容量を左右する最大の要素は解像度・フレームレート・ビットレートです。証拠性を重視するなら高画質、長期保存を優先するなら控えめに設定します。

おすすめ設定の考え方
顔やナンバーの識別が必要な玄関・駐車場 → フルHD以上・15fps前後
動きの把握だけでよい通路・庭 → HD・5〜10fps+動体検知
・フレームレートは防犯用途なら10〜15fpsで十分(30fpsは容量を倍使う)

【重要】録画前に知っておきたいプライバシーと法律

防犯カメラ設置の注意点
防犯カメラは便利な反面、他人のプライバシー・肖像権に配慮が必要です。
・撮影範囲は自分の敷地内を基本にし、隣家の窓や室内、公道の通行人を不必要に写さない
・「防犯カメラ作動中」のステッカー等で撮影を告知すると、トラブル防止と防犯抑止の両面で効果的
・録画データは目的外利用・むやみな公開をしない(SNS投稿は特に注意)
・集合住宅や店舗では、管理規約・従業員への周知などの配慮も必要

「自宅の防犯」という正当な目的の範囲で、他人の権利に配慮して運用することが大切です。

Surveillance Stationの便利機能

  • タイムライン再生:時間軸から見たい瞬間にすぐジャンプ
  • スマートサーチ:指定エリアに動きがあった場面だけを抽出
  • E-Map:間取り図上にカメラ位置を配置して直感的に管理
  • アクションルール:検知時にライト点灯・通知などを自動実行

QNAP(QVR)や屋外設置の補足

QNAP NASでも「QVR」シリーズで同様の録画が可能です。
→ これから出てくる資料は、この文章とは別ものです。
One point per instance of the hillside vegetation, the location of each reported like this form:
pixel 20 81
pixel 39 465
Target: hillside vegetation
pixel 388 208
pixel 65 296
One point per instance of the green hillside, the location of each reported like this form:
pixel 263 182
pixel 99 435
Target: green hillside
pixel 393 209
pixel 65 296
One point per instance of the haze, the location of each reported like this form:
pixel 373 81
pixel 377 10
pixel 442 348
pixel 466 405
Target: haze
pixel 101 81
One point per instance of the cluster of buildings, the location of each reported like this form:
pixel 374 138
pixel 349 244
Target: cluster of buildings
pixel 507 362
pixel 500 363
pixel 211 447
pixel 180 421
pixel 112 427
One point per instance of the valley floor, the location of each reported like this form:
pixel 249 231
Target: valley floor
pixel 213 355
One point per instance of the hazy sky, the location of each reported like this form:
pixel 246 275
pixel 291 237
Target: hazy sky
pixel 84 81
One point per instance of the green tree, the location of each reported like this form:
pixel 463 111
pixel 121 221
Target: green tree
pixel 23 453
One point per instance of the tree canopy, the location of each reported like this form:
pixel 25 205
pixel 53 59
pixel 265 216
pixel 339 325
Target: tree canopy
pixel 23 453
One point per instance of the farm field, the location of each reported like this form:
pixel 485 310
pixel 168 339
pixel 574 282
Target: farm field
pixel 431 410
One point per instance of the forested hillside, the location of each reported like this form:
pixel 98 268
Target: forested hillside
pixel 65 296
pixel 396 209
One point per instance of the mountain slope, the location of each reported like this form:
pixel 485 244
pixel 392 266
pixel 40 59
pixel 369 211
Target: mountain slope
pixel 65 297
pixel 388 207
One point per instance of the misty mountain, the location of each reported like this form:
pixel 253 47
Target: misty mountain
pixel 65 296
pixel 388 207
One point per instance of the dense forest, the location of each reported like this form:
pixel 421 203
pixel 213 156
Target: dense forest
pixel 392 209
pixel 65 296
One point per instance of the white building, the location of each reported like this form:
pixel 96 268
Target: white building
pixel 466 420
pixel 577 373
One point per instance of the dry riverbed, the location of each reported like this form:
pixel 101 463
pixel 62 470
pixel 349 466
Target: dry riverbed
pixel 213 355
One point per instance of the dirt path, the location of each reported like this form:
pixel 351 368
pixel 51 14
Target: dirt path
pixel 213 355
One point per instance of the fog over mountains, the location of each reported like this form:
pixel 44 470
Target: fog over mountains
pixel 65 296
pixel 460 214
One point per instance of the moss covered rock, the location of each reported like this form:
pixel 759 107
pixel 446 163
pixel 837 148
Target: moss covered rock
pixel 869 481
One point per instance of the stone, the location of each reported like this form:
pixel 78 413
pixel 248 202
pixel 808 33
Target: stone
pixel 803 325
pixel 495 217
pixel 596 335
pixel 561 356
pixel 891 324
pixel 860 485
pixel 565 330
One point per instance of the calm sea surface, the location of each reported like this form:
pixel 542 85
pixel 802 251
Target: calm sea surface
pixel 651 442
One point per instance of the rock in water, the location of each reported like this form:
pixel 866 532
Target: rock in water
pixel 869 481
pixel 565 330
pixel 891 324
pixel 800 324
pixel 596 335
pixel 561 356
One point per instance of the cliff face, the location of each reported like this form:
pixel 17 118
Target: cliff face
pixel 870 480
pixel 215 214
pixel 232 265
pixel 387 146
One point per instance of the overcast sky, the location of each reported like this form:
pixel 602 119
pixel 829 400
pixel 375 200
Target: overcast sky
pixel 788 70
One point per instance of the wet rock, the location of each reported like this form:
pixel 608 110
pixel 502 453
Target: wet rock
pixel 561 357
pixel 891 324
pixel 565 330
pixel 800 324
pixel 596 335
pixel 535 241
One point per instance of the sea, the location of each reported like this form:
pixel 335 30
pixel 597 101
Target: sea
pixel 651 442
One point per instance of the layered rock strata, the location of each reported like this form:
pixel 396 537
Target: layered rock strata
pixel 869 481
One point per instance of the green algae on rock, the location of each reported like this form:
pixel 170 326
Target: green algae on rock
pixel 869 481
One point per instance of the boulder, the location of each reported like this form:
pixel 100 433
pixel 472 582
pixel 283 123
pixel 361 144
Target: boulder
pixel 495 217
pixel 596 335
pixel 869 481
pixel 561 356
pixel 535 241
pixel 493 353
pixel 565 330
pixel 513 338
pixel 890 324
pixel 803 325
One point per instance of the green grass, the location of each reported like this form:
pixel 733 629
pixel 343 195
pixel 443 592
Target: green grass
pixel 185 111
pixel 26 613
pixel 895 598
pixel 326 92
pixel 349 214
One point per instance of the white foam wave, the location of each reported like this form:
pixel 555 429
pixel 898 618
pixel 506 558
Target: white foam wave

屋外にカメラを設置する場合は、防水・防塵(IP66など)対応と、ケーブルの劣化対策(PoE+防水処理)を忘れずに。直射日光や軒下の温度上昇はカメラ・NASともに大敵なので、NAS本体の設置場所にも気を配りましょう。

導入から運用までの全体ステップ

初めてでも迷わないよう、全体の流れを整理します。①必要台数と保存日数を決める → ②容量を計算してNASとHDDを用意 → ③Surveillance Stationをインストール → ④カメラを登録し録画方式を設定 → ⑤スマホ通知と保存期間を調整 → ⑥定期的に録画とディスク残量を確認。この順で進めれば、過不足のない見守り環境が作れます。ランニングコストはNASとカメラの電気代が中心で、クラウド録画のような月額課金が無いのも大きな利点です。

よくある質問(FAQ)

Q. 普通のWebカメラは使えますか?
A. Surveillance Stationはネットワークカメラ(IPカメラ)が対象です。USB接続のWebカメラは基本的に使えません。
Q. 何台まで録画できますか?
A. NASの性能とライセンス次第です。家庭用2ベイ機なら数台規模が現実的。多い場合は上位機種を選びましょう。

まとめ

NAS+Surveillance Stationなら、防犯カメラ映像を大容量・長期・月額0円で保存できます。成功のカギは連続稼働対応の大容量HDD。台数とライセンスを確認して、安心の見守り環境を作りましょう。